For some people, IUL may be a useful addition to a broader financial plan. For others, it may simply be something to understand for the future. Either way, knowing how it works — and when it does or doesn’t make sense — puts you in a stronger position to make informed decisions.
Information Is Power

Life insurance is often treated as a checkbox instead of a subject worth understanding. But insurance is a core part of financial literacy — especially when it comes to protecting yourself, your income, and your future options.
Knowing what tools exist doesn’t mean you need to use them. It means you’re aware of your options — and awareness creates leverage.
Life insurance is a legal agreement. Read it. Ask questions. Understand how it works, what could cause it to fail, and the tradeoffs involved before you sign.
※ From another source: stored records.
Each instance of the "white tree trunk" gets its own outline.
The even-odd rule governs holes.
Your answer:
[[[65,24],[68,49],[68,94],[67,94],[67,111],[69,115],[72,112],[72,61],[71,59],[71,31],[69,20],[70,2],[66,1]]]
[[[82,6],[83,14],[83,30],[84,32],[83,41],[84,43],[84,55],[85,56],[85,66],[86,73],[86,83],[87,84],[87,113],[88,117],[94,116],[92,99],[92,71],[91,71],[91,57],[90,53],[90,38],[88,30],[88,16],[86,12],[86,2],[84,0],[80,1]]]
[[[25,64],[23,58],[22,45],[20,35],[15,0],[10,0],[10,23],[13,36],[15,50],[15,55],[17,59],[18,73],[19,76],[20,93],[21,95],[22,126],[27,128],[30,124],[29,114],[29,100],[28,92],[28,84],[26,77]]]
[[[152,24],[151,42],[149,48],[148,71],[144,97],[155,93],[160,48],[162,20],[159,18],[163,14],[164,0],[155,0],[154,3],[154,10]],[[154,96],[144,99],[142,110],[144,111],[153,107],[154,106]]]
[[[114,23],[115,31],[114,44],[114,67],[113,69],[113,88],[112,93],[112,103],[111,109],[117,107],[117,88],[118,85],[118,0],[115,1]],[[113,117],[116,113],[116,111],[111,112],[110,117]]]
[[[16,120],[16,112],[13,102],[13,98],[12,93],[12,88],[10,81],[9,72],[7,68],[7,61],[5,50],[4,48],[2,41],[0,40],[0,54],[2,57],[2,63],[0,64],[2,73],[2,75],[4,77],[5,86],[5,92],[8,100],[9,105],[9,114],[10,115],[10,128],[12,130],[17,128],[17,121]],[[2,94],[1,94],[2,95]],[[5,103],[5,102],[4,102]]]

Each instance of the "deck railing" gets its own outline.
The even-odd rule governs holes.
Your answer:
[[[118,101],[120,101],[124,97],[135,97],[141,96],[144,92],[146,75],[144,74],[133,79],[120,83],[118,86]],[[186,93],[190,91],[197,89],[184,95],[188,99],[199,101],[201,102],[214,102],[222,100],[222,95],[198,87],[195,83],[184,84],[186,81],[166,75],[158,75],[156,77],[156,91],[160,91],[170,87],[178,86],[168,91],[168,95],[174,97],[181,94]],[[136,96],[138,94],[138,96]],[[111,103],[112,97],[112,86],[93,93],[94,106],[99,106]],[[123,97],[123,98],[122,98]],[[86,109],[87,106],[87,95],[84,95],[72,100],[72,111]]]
If something isn’t clear, that’s a signal to slow down — not to proceed.
Be informed — and be careful out there, lovely.
Related Money Dearest Pillars
→ Cash Flow
→ Saving & Investing
Sources
Internal Revenue Code §§ 7702 and 7702A
U.S. Treasury and IRS rulings and court cases involving the taxation of life insurance and cash-value accumulation
Insurance Information Institute (III) — insurer solvency and regulation history
FDIC historical data on bank failures
Industry history and regulatory analysis of Universal Life and Indexed Universal Life insurance
General information on Bank-Owned Life Insurance (BOLI) and Corporate-Owned Life Insurance (COLI)
Disclosure: This article is for educational purposes only and does not constitute personal financial, tax, investment, or insurance advice. Insurance products and strategies discussed may not be appropriate for every individual. Policy features, costs, benefits, and outcomes vary by insurer and contract design.
Always review policy documents carefully and consult with qualified financial, tax, and legal professionals regarding your specific situation before making any decisions. No advisory or client relationship is created by this content.